Louis Vuitton pays tribute to Virgil Abloh in Miami
The French luxury maison – of which the late Virgil Abloh was men’s artistic director until his passing on Sunday 28 November 2021 – held a show in Miami in tribute to the creative innovator, titled ‘Virgil was Here’
A hot-air balloon hovering in the sky, red lights illuminating the motif of a paper aeroplane mid-air, fireworks exploding into slivers of colour, the symbols and signs at Louis Vuitton’s menswear show at the Maritime Marina in Miami on 1 December were ones of freedom, liberation and ascension.

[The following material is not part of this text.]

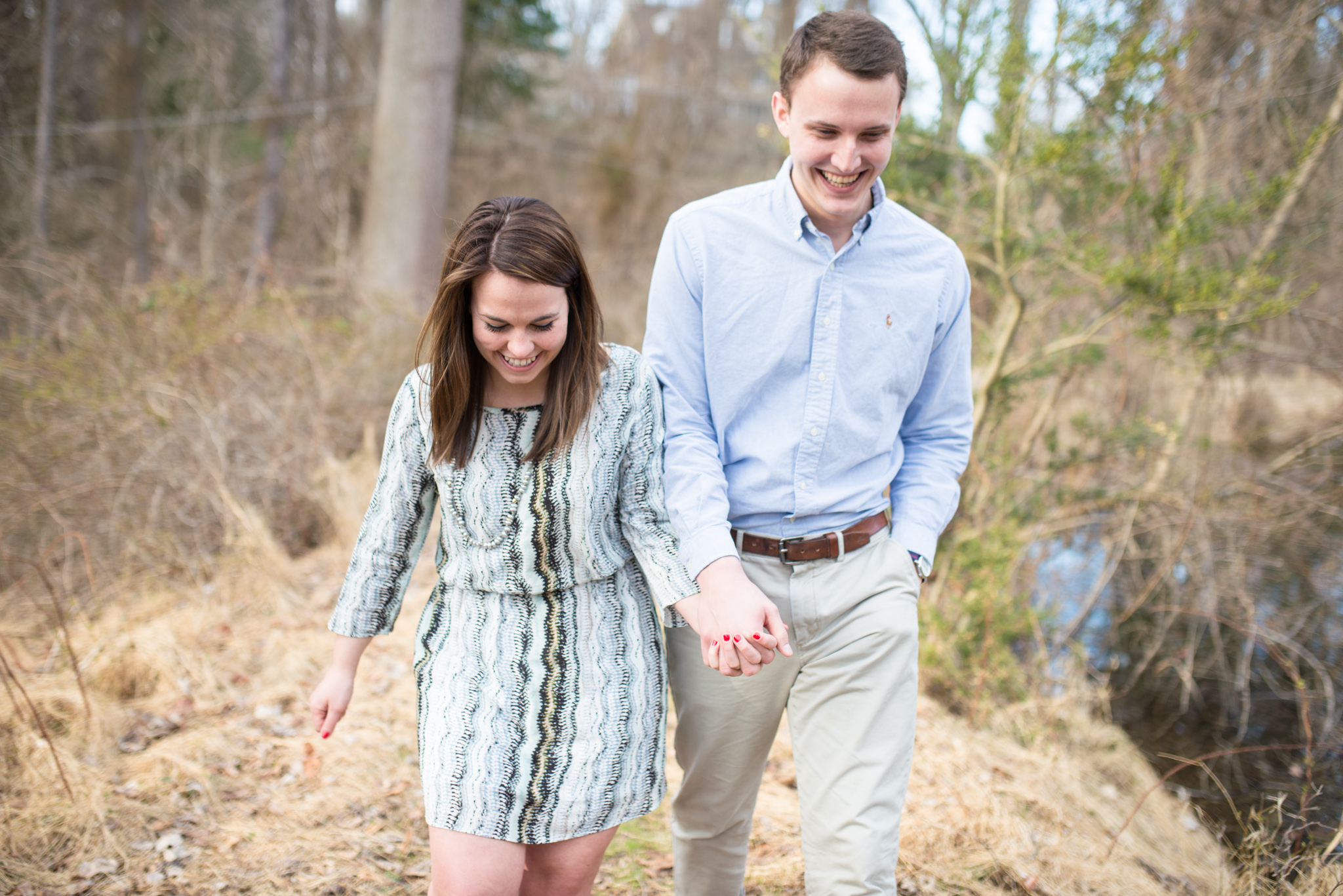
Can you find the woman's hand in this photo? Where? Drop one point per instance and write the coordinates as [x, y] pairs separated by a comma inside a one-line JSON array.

The show, held during Design Miami and Art Basel Miami Beach 2021, was originally planned as a S/S 2022 spin-off, incorporating 30 new looks into the brand’s upcoming offering. Following the passing of the maison’s men’s artistic director Virgil Abloh on Sunday 28 November, after a private battle with cancer, the show was revised as a celebratory tribute to the self-professed ‘image-maker’ and not ‘designer’ – a creative polymath, one of the few Black male figures to lead a luxury French house, and the first to lead Louis Vuitton.

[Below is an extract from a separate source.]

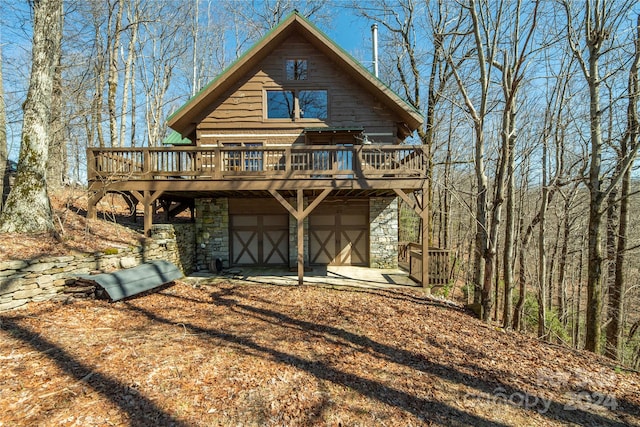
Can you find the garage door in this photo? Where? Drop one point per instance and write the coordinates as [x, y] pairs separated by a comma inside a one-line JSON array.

Possibility has always been at the heart of Abloh’s shows for the house, a visual representation of his coming of age, a symbol of universal wall-shattering success for so many. His debut S/S 2020 show for the house – complete with a rainbow runway – referenced the fairytale world of The Wizard of Oz. Post-show, Abloh left a message of optimism for millions of young creatives globally, posting an image of himself at the head of the Palais Royal garden catwalk, with the caption ‘You can do it too’.
Louis Vuitton’s show films – broadcast at the onset of the Covid-19 pandemic, also championed community. For his original S/S 2022 show, Abloh brought together Black musicians and poets including Goldie, Saul Williams and Lupe Fiasco, in a story focused on passing down concepts and traditions through generations.
‘Virgil was Here’
The Miami show – live streamed worldwide – opened with Abloh’s own words: ‘I’ve been on this focus in terms of my art and creativity, of getting adults to behave like children again. That they go back into this sense of wonderment.’ That sense of naivety, childhood liberation, and unrestricted imagination was conveyed in silhouettes that were genre-breaking and fanciful: neon and tie-dye suiting, puffball skirts and kilts, LV monogram sportswear, looks that defied convention, referencing both rave culture and formal wear.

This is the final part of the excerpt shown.